Despite suggestions to the contrary by Norman Newell, in 1971, the presence of in-place, interlocking framework remains primary among the list of criteria used to recognize “true reefs” in the rock record. This is a logical outgrowth of observations made in modern systems, emphasizing 1) high carbonate-production rates of modern corals, 2) their commonly upright and interlocking architecture, and 3) the abundance and diversity of closely packed organisms on the surface of many modern reefs.
Applying a framework-dominated model to ancient reefs, however, has led to repeated frustration and the assumption that the problem is by and large related to the changing nature of reefs through time. Our present attempt to apply uniformitarianism to modern reefs and their ancient counterparts was perhaps best summarized by H. A. Lowenstam, “The present is the key to the Pleistocene… perhaps”.
A growing data base from cores through modern reefs implies that much of the problem is related to real differences between what we think constitutes the interior of modern reefs and what is really there. Recognizable coral generally constitutes less than 30% of the reef fabric, based on examination of over 50 cores from a variety of reef types throughout the eastern Caribbean region. Volumetrically, loose sediment and void space comprise a significantly higher portion of the reef interior. Furthermore, obviously in-place and interlocking “framework” is conspicuously absent. Branching Acropora palmata is invariably found in a variety of orientations, implying largely detrital emplacement rather than the preservation of intact and undisturbed colonies. Head corals are generally separated by intervals of detritus or open cavities, rather than sitting atop older colonies. Where rigidity of the reef fabric can be observed, it is almost always a function of secondary encrustation by coralline algae and/or post-depositional marine cementation.

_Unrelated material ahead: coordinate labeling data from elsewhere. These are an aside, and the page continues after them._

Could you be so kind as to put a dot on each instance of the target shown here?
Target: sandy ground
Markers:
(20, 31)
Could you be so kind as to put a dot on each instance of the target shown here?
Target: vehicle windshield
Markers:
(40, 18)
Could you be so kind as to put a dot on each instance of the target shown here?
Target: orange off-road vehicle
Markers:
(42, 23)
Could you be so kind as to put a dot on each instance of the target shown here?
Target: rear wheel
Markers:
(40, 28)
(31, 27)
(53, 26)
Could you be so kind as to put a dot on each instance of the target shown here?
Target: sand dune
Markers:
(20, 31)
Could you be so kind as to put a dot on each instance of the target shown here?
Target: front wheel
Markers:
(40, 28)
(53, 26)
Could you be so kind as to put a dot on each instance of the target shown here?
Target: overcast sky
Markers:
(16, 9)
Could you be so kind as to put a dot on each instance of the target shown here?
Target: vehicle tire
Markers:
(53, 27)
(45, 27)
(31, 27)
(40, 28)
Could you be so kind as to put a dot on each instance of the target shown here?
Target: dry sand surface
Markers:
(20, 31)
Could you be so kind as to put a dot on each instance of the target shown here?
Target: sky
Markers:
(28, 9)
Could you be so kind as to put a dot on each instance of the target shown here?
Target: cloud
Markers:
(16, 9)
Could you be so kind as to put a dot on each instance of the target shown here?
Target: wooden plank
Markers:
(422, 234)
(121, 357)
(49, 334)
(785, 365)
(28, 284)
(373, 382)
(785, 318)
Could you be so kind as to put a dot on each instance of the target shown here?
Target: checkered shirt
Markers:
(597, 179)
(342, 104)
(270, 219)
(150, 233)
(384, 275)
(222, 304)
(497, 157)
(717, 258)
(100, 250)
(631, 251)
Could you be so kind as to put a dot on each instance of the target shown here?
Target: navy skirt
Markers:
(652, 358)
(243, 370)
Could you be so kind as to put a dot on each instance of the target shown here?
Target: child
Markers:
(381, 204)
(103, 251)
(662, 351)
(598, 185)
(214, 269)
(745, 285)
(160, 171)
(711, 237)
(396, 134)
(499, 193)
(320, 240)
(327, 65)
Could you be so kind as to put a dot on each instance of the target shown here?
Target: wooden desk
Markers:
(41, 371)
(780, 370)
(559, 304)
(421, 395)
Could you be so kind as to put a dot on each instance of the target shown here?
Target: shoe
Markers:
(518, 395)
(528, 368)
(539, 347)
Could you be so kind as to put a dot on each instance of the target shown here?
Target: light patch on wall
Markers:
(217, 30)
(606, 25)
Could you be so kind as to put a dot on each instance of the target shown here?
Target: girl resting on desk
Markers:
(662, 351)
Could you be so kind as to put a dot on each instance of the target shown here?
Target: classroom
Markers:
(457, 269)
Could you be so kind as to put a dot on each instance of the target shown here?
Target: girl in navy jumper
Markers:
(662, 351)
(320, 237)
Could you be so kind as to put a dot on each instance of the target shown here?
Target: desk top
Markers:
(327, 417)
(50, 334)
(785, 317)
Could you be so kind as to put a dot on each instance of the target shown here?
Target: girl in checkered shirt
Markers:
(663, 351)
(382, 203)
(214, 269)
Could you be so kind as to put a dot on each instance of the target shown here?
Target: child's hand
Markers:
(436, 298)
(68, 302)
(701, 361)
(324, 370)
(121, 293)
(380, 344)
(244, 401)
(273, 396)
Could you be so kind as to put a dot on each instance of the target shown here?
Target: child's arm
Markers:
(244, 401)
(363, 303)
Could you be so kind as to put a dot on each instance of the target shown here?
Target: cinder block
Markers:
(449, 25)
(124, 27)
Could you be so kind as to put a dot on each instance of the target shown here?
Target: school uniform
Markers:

The patterns seen in cores are supported by previous budget calculations of carbonate cycling in modern reefs around St. Croix. Bioerosion reduces original carbonate material to sediment, leaving recognizable coral to represent only a small part of the total reef volume. While still a significant component of the total reef fabric, few of the recognizable corals are bound together, and it is difficult to clearly demonstrate that the samples were recovered from life position (although some probably were). At Salt River, recovery was very low, and corals have been demonstrably moved from their original sites of growth.
Effective modeling of ancient reefs must take into account the importance of secondary processes that reduce and redistribute the original carbonate material produced by corals. Combined with physical reworking, cementation and encrustation, these destructive processes result in a deposit that resembles more a pile of reef debris than the coherent assemblage of in-place, interlocking framework usually conjured up to represent the modern-reef interior. While still of great importance, constructional processes that are so evident on the reef surface must be viewed within the context of other physical, chemical and biological processes that are reflected in the growing body of core data from modern reefs in the western Atlantic and throughout the world.